I asked ChatGPT to solve a version of the blicket detection problem based on Gopnik’s original 2000 experiment (Gopnik and Sobel, 2000). I replaced the term “blicket” by “gooble” so that ChatGPT could not simply look up the answer from published papers. ChatGPT inferred that setting off the machine was the key feature rather than shape or color, and got the right answer about which object was a gooble.
Moreover, when asked how it reached its conclusion, ChatGPT described sophisticated causal reasoning with hypotheses about what factors might set off the machine. When queried, it reported not using Bayesian probabilities because the relevant probabilities were not available. I suspect the same is true of children.
I believe that this analysis is too subtle to have been produced through reinforcement learning by humans rather than training from examples. So I see no reason to believe that ChatGPT is merely imitative rather than innovative, especially given the many examples of creative hypothesis formation that I have found.
I personally attribute the earlier failure of Gopnik and her colleagues to find child-level causal reasoning to their use of a now-obsolete model. Google has replaced LaMDA by Gemini, with many more parameters, and it also behaves like children on the blicket test. I predict that ChatGPT 4, Gemini, Claude 3, and Llama 3 can handle the many other causal reasoning tasks that Gopnik and her colleagues have studied in children.
In my view, ChatGPT’s understanding of causality is sophisticated, even though it lacks sensory and emotional experiences that are part of human appreciation of causes and effects. But it and other advanced AI models are already exhibiting explanation, understanding, and creativity.
References
Chomsky, N., Roberts, I., & Watumull, J. (2023, March 8, 2023).
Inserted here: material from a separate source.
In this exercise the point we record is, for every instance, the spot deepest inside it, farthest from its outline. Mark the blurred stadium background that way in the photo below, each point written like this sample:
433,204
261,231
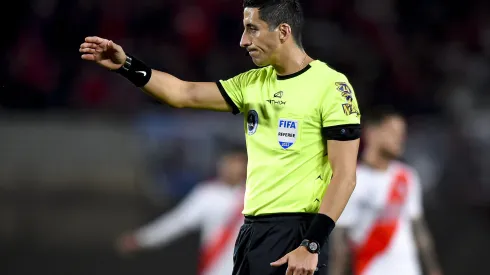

The False Promise of ChatGPT. New York Times.
Gopnik, A., & Sobel, D. M. (2000). Detecting blickets: How young children use information about novel causal powers in categorization and induction. Child Development, 71(5), 1205–1222.
Kosoy, E., Reagan, E. R., Lai, L., Gopnik, A., & Cobb, D. K. (2023). Comparing machines and children: Using developmental psychology experiments to assess the strengths and weaknesses of LaMDA responses. arXiv preprint arXiv:2305.11243.
Thagard, P. (2024) Can ChatGPT Make Explanatory Inferences? Benchmarks for Abductive Reasoning. https://arxiv.org/abs/2404.18982
Yiu, E., Kosoy, E., & Gopnik, A. (2023). Transmission versus truth, imitation versus innovation: What children can do that large language and language-and-vision models cannot (yet). Perspectives on Psychological Science, 17456916231201401.